As you can see, the new function shows much better results even for
the small arrays of 256 elements, therefore I believe it could be a
useful addition to the existing riscv-specific string functions.
Looks good, but do we want to maintain both this version and a zbb
version? I'd expect a zbb version to be even better.
+ add t1, x0, a2
move t1, a2
and for the remainder of the function s/x0/zero/
+ sltiu t2, a2, MIN_BORDER
+ bnez t2, 6f
+
+ // get the number of bytes we should iterate before alignment
I'm not sure, but I think even in assembly we prefer the /* */ comment
format.
+ andi t0, a0, SZREG - 1
+ beqz t0, 4f
+
+ # get the SZREG - t0
I'm 99% sure we don't want to use the # comment syntax.
+ xor t0, t0, SZREG - 1
xori?
+ addi t0, t0, 1
+
+ sub a2, a2, t0
nit: Looks a bit odd to put a blank line above the sub line above,
instead of above the below comment.
+ // iterate before alignment
+1:
+ beq t0, x0, 4f
+ lbu t2, 0(a0)
+ beq t2, a1, 3f
+ addi t0, t0, -1
This addi t0... isn't necessary if we do
add t0, a0, t0
1:
beq a0, t0, 4f
...
...
addi a0, a0, 1
j 1b
+ addi a0, a0, 1
+ j 1b
+
+2:
+ // found a word. Iterate it until we find the target byte
+ li t1, SZREG
+ j 6f
These instructions seem oddly placed among the rest.
+3:
+ ret
And this is an odd place to put this ret (after unconditional jump and
in the middle of the function).
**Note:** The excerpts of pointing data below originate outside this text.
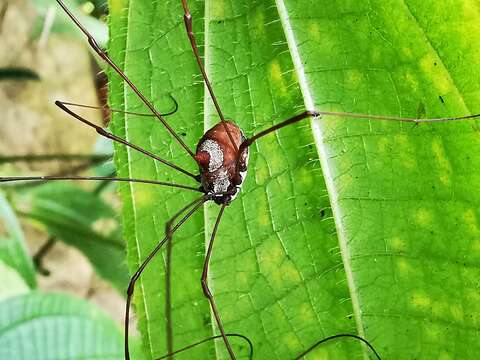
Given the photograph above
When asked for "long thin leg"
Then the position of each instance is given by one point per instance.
(333, 337)
(93, 43)
(196, 205)
(54, 157)
(250, 345)
(187, 18)
(109, 135)
(308, 113)
(107, 108)
(94, 178)
(206, 290)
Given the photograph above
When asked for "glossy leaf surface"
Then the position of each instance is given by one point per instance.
(343, 225)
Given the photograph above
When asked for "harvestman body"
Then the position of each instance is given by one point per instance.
(222, 158)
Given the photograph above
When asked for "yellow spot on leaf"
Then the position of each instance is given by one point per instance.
(397, 244)
(142, 196)
(217, 9)
(411, 80)
(115, 7)
(407, 52)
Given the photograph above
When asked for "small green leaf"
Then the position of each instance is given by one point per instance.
(13, 283)
(83, 220)
(54, 326)
(13, 251)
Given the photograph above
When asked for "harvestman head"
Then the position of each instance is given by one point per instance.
(222, 159)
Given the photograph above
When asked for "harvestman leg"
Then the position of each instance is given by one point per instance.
(187, 18)
(316, 114)
(194, 205)
(206, 290)
(333, 337)
(101, 131)
(94, 45)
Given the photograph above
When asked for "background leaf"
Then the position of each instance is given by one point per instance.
(13, 251)
(364, 244)
(12, 282)
(83, 220)
(53, 326)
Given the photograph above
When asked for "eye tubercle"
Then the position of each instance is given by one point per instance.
(203, 159)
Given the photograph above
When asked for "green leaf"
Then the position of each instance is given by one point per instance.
(13, 250)
(54, 326)
(83, 220)
(62, 24)
(343, 226)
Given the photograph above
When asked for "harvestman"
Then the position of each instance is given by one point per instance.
(222, 158)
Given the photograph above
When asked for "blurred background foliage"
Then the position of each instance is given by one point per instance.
(60, 244)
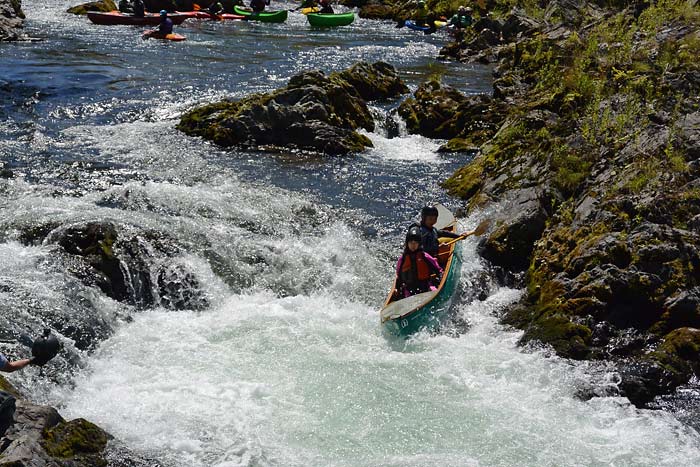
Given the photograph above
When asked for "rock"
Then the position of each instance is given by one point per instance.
(373, 82)
(123, 264)
(11, 17)
(680, 352)
(376, 11)
(518, 23)
(519, 224)
(438, 111)
(41, 437)
(313, 112)
(641, 381)
(101, 5)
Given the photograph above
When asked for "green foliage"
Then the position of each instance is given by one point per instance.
(75, 438)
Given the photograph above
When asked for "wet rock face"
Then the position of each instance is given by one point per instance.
(101, 5)
(39, 436)
(313, 112)
(439, 111)
(594, 183)
(129, 266)
(11, 17)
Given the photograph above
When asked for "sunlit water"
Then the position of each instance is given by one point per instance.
(288, 365)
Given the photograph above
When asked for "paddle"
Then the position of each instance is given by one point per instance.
(480, 229)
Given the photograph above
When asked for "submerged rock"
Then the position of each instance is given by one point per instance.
(313, 112)
(39, 436)
(101, 5)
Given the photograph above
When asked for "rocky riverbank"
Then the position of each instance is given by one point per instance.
(38, 436)
(590, 147)
(11, 17)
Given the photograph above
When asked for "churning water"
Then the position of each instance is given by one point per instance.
(287, 364)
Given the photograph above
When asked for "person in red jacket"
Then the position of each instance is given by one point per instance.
(416, 270)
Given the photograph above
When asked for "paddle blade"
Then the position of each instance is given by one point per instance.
(482, 227)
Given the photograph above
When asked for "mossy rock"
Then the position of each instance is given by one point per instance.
(77, 438)
(568, 339)
(102, 5)
(680, 351)
(458, 145)
(468, 180)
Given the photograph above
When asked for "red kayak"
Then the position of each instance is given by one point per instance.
(116, 18)
(201, 14)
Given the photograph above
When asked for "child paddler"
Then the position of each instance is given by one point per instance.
(416, 269)
(430, 235)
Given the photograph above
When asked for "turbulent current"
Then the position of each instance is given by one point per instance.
(286, 365)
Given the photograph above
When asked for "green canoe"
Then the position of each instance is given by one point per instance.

We can just put a label at the bottom ret.
+
+4:
+ // get the count remainder
+ andi t1, a2, SZREG - 1
+
+ // align the count
+ sub a2, a2, t1
+
+ // if we have no words to iterate, iterate the remainder
+ beqz a2, 6f
+
+ // from 0xBA we will get 0xBABABABABABABABA
+ li t3, REP_01
+ mul t3, t3, a1
I don't think we want to implement an optimized assembly function with
mul. We can just use a few shifts and ors.
slli t3, a1, 8
or t3, t3, a1
slli t4, t3, 16
or t3, t4, t3
#if __riscv_xlen == 64
slli t4, t3, 32
or t3, t4, t3
#endif
+
+ add a2, a2, a0
+
+ li t4, REP_01
+ li t5, REP_80
+
+5:
+ REG_L t2, 0(a0)
+
+ // after this xor we will get one zero byte in the word if it contains the target byte
+ xor t2, t2, t3
+
+ // word v contains the target byte if (v - 0x01010101) & (~v) & 0x80808080 is positive
s/is positive/is not zero/
+ sub t0, t2, t4
+
+ not t2, t2
+
+ and t0, t0, t2
+ and t0, t0, t5
+
+ bnez t0, 2b
+ addi a0, a0, SZREG
+ bne a0, a2, 5b
+
+6:
+ // iterate the remainder
+ beq t1, x0, 7f
+ lbu t4, 0(a0)
+ beq t4, a1, 3b
+ addi a0, a0, 1
+ addi t1, t1, -1
Same comment as above about being able to drop the addi t1...
+ j 6b
+
+7:
+ addi a0, x0, 0
li a0, 0
+ ret
+SYM_FUNC_END(memchr)
+SYM_FUNC_ALIAS(__pi_memchr, memchr)
--
2.34.1
Thanks,
drew